One side of the wind energy debate argues that Nebraska has great wind resources, which would translate into low energy prices. Johnathan Hladik, the senior policy advocate for the Center for Rural Affairs, says our state deserves better.
“It was a demoralizing loss, that’s for sure,” Hladik said. “Nebraska has done a terrible job of developing their wind resources and taking advantage of the wind in their backyards.”
On the other side of the debate, Mark Becker, with Nebraska Public Power District, said the NPPD board is committed to adding wind energy within the state.
“It doesn’t mean we’re not going to have wind in the future,” Becker said.
According to Becker, the lack of tax incentives for wind developers is one of many reasons Nebraska lags behind other states in the region. That Nebraska is the only public-power state in the U.S. also contributes to the difficulties. The third often-cited reason is transmission lines.
“The area with the greatest amount of wind has the least transmission lines,” Becker said.
Hladik believes people would benefit substantially from wind farms and resources in their communities.
Critics of wind power claim wind isn’t reliable, that it doesn’t blow consistently. But, according to Hladik, what those opponents don’t mention is that Nebraska is connected to a regional power market that stretches across many states.

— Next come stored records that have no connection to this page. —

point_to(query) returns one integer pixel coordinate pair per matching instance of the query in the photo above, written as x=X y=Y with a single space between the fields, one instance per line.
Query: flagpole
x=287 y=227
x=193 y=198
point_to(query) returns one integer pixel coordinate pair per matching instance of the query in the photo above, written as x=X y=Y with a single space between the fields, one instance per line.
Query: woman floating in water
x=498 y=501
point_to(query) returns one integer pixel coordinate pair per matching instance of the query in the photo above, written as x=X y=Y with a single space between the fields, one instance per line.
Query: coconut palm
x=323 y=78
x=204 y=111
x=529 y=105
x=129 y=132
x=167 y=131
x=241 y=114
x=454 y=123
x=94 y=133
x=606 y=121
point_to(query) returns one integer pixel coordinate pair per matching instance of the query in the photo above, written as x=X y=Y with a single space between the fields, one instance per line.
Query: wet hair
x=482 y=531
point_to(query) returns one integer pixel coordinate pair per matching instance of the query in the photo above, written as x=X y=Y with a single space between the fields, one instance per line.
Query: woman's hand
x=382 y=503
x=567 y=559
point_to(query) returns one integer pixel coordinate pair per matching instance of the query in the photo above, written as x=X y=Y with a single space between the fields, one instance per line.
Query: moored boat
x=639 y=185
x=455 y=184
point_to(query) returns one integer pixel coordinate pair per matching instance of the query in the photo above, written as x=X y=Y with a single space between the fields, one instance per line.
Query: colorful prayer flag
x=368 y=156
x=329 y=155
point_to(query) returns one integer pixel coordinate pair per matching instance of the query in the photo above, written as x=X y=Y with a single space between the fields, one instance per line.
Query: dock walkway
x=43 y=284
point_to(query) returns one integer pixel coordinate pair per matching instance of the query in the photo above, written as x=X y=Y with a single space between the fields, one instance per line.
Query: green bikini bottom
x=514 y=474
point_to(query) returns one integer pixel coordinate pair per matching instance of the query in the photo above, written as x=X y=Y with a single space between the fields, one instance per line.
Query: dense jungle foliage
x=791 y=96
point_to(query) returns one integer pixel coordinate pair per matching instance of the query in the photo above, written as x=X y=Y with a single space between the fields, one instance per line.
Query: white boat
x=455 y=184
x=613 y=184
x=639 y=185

Hladik says most likely the wind will always be blowing somewhere in the states they sell power to and buy power from.
Nebraska energy is sometimes purchased from plants in Oklahoma and Kansas that are part of the regional power market. NPPD buys and sells on this market and, according to Hladik, wind power is the cheapest power for sale.
According to the official Nebraska government website, Nebraska ranks 26th in installed capacity of wind in the country.
The Kimball wind farm is owned by Tri-State Generation and Transmission Association, which is separate from NPPD.
The wind farm is relatively small. Its seven turbines generate around 10.5 megawatts.
Becker said it’s probably not maxing out the transmission capacity for the surrounding area.
One of the main points Becker focuses on is the difficulty in storing wind energy.
“You can not dispatch wind energy generation,” he said. “With wind energy you need it now, compared to nuclear and coal.
“If you want to rely on wind you’re going to have to change your lifestyle, when you use your energy.”
When it comes to the regional market that Hladik mentioned above, Becker said the prices are soft. Wind energy is selling for $20 a megawatt hour when a few years ago it was selling for $40-50 a megawatt hour.
That might explain why Lincoln Electric System, the power company that services the city of Lincoln, announced in July it is buying 100 megawatts of wind energy from Oklahoma.